湯煙の向こうに、あなたは何を見るだろうか。
かつて銭湯は、生活を支えるインフラであり、人と人が出会い、語らい、つながる場所だった。裸のつきあいが当たり前にあった時代。その記憶は、いま静かに消えようとしている。
ライフスタイルの変化、制度の壁、後継者不足──銭湯は今、存続の瀬戸際に立たされている。
しかし、それでも火を絶やさぬよう、湯を沸かし続ける人たちがいる。
連載企画「銭湯VS」は、時代に抗いながら銭湯を守り、再生させようとする人々の声を通して、銭湯の「今」と「これから」に迫る。
銭湯は、いったい何と戦っているのか。その戦いの先にある未来とは──。
地域と銭湯の“縁”を編み直す人たち
銭湯が一つ消えるとき、ただ湯舟がなくなるだけではない。
その場所に集っていた人々の関係、まちの記憶、地域に根づいた営みの多くが、静かに、しかし確実に消えていく。
「せんとうとまち」は、そんな“まちの灯”を絶やさぬために活動を続ける団体だ。前身は、建築家や地域活動者が中心となって文京区を拠点に行ってきた市民活動。地域の銭湯の廃業に直面した経験から、「銭湯を残す」ことの意味を単なる建物保存ではなく、人やまちとの関係性を再構築することだと捉えるようになった。

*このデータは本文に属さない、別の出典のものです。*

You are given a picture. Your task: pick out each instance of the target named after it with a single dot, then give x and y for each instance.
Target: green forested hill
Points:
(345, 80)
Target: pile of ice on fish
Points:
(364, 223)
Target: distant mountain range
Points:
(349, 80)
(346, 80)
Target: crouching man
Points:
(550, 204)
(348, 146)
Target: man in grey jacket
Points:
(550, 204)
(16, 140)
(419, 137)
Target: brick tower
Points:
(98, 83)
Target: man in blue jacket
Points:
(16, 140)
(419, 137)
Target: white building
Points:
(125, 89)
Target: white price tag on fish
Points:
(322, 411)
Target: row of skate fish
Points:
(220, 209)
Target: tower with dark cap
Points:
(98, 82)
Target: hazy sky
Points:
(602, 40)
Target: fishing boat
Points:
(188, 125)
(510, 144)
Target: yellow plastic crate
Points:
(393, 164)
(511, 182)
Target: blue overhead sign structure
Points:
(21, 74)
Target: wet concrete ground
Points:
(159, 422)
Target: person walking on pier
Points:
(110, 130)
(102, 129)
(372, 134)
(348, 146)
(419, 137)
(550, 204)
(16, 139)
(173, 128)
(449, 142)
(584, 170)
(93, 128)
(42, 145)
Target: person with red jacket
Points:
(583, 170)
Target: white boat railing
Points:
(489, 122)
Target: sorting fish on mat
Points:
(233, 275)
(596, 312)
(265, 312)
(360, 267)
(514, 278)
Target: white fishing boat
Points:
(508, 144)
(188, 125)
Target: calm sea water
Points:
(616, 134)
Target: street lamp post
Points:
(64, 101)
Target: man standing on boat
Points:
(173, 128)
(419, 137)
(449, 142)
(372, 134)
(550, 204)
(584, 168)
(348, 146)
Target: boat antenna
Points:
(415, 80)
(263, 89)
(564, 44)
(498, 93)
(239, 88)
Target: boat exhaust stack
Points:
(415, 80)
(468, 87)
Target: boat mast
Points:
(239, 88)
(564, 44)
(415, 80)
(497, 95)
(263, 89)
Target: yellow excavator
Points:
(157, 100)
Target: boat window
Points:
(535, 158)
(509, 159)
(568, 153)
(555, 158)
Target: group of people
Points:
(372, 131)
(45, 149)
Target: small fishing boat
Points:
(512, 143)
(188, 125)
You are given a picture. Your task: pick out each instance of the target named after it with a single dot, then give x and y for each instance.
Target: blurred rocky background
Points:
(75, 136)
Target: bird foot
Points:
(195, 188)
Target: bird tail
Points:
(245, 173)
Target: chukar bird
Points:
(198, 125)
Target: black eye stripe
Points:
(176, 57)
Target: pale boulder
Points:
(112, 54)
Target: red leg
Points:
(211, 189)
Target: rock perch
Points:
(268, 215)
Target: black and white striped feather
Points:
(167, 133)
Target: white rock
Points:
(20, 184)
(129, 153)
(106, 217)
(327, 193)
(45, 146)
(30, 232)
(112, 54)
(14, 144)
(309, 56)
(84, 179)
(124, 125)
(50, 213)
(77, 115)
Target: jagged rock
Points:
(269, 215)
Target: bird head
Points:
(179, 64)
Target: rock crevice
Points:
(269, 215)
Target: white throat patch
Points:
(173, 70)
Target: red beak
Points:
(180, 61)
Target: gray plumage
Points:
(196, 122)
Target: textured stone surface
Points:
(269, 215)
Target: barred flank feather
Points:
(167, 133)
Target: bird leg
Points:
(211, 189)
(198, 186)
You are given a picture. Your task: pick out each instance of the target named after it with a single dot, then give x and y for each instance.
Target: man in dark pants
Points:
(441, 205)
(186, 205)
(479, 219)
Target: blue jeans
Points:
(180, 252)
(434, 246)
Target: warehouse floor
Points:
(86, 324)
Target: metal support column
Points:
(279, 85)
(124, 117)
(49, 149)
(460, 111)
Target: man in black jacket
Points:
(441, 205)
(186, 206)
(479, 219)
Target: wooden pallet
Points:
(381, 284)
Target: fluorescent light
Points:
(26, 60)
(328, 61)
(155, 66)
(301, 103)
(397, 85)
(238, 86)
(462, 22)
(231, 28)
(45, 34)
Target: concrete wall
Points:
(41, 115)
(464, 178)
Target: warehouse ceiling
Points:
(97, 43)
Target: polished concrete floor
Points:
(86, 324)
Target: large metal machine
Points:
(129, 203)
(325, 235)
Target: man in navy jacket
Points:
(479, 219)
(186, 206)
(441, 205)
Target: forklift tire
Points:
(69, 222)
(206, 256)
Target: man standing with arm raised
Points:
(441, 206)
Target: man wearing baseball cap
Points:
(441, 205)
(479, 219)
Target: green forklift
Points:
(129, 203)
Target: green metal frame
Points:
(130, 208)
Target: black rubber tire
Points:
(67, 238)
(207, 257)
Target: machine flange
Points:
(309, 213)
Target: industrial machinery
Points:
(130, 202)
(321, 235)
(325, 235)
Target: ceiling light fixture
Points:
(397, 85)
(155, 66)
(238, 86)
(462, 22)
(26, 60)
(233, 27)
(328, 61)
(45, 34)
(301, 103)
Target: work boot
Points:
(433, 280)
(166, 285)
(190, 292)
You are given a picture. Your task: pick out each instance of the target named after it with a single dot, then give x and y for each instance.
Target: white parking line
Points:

2020年の法人化以降、北区の滝野川稲荷湯をはじめ、全国各地の銭湯の再生支援、制度提言、まちづくりを実践。稲荷湯では、国の登録有形文化財化や、世界的文化財保護団体との連携を果たし、銭湯に隣接する築100年超の長屋を再生。いまでは誰もがふらりと立ち寄れる湯上り処「稲荷湯長屋」として、地域のサロンとなっている。
“銭湯を残す”とは、“まちに繋がる場所”を未来へ手渡すこと。
建築・制度・人の暮らし、それぞれの視点を編み直しながら、せんとうとまちは、銭湯とまちの持続可能な関係を育て続けている。

銭湯が“ただのお風呂”でなくなる瞬間
「銭湯をまちのインフラとして見直すべきではないか。そう思ったのがはじまりでした」
そう語るのは、「せんとうとまち」代表の栗生はるかさん。建築を学び、都市空間や公共施設の在り方に関心を持ってきた同氏が、なぜ銭湯というフィールドに足を踏み入れたのか──その背景には、まちを歩き、地域の風景に耳を澄ませる日々の営みがあった。
「最初は、“地域の見落とされがちな魅力を掘り起こして伝えたい”という思いから始めたんです。そこで出会ったのが銭湯でした。地元の人にとっては当たり前の存在なのに、外から見るとものすごくユニークで、風景や人の営みと一体になっていました」
特に栗生さんの心を捉えたのが、銭湯という建築そのものの面白さだった。寺社建築を思わせる“宮造り”の屋根、凝ったタイルやペンキ絵、番台から脱衣所を一望できる設計。一見すると目立たないが、実は建築的にも文化的にも高い価値を持つ空間だった。
「こんなに立派で、しかも地域に開かれている建物が、あっけなく解体されていくことに衝撃を受けました。何とかできないのか、どうすれば残せるのかって、そこから考え始めたんです」

そうして始まったのが、「保存・再生・記録調査」という多角的なアプローチだ。
単に「壊さないで」と訴えるのではなく、文化財指定の働きかけや、国際的な支援団体との連携、空き家・空き地の利活用と組み合わせた再生プロジェクトなど、現実に即した手段を模索していく。
同氏が仲間とともに立ち上げた「せんとうとまち」は、銭湯を単なる入浴施設ではなく、地域の居場所やコミュニティの結節点と捉え、建築的価値も含めた「まちの資源」として再評価する視点から活動を展開している。現地でのフィールドワーク、経営者との対話、制度への提言、アーカイブ資料の整理──その一つひとつは地道で時間のかかる仕事だ。
「でも、銭湯ってすごいんです。本当にいろんな人がいて、会話が生まれて、誰でも受け入れてくれる雰囲気がある。そこに可能性を感じていて」
銭湯は、誰のものでもなく、誰でも入れる場所。地域で孤立しがちな高齢者、家庭に居場所を感じられない子ども、仕事帰りにほっとしたい大人たち。そんな人々にとって、銭湯は機能としての“風呂”を越えた“まちの拠点”として息づいているのだ。